兵庫県丹波市に昨年、約50年ぶりに復活した映画館「ヱビスシネマ。」(同市氷上町成松)を巡る物語を描いた人情コメディー映画「銀幕の詩」(監督・脚本=近兼拓史さん)が完成し、9月30日、春日文化ホールで地元向けの先行プレミア上映会が開かれた。近兼監督をはじめ、柴田由美子さん、松岡智子さん、一明一人さんら主演キャストらが勢ぞろいして舞台あいさつを行い、華やかな雰囲気の中、市民ら約350人が完成したばかりの映画を楽しんだ。

上映会前の式典で感謝を述べる近兼監督

上映前の式典では、近兼監督やキャストが、レッドカーペットを通って入場。
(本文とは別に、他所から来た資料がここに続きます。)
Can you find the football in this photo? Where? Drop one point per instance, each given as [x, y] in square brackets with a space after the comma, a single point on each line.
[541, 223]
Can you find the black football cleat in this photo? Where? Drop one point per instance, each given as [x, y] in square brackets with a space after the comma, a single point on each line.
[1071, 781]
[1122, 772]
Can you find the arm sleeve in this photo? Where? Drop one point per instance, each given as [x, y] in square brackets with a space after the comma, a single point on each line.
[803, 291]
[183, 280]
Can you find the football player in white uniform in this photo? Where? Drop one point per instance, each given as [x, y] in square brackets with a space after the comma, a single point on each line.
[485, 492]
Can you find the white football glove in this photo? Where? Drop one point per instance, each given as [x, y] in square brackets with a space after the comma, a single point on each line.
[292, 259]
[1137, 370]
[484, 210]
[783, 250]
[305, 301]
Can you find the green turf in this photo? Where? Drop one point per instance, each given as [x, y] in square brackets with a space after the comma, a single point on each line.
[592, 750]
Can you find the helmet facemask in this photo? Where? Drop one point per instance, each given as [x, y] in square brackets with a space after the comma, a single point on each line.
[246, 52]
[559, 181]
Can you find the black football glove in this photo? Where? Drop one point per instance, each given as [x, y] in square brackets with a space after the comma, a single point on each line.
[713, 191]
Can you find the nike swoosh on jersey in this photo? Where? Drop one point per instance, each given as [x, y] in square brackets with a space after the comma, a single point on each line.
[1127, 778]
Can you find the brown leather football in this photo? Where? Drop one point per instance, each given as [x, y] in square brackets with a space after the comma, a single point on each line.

その様子がスクリーンにも映された。コロナ禍に阻まれ、構想から費やした期間は約4年。近兼監督は「今回ほど苦労した作品はない。コロナでしんどさも2倍になったが、多くの人に助けていただいた」と笑顔で感謝を述べ、キャストたちも裏話などを披露した。

「銀幕の詩」(約90分)は、静かな丹波市で、市役所のすぐ近くに暴力団事務所ができてしまい、市職員と住民が力を合わせて立ち退きを妥結、建物を映画館にする―という筋立ての人情コメディーで、実際に元暴力団事務所だった建物を「ヱビスシネマ。」に改修するという現実と交錯させながら撮影した。

また、加古川と由良川の2つの川と共に栄えてきた源流のまちという視点を織り込み、美しい自然も表現している。

撮影は市役所や学校でも行われ、市民エキストラが200人以上出演した。暴力団一家の真似をして、アフロヘアのかつらをかぶってはしゃぐ子どもたちの役で出演した中央小児童もプレミア上映会に参加。5年生の山本梨花さんは「自分もほんまに出てたんやなとうれしかった。たくさんの人に見てほしい」と話し、娘と来場していた谷垣涼子さん(46)=氷上町常楽=は「美しい風景が映像に流れて、良いまちに住んでいるなと改めて思った。『ヱビスシネマ。』にも行ってみたい」と笑顔で話していた。

映画は来年2月から全国公開される予定。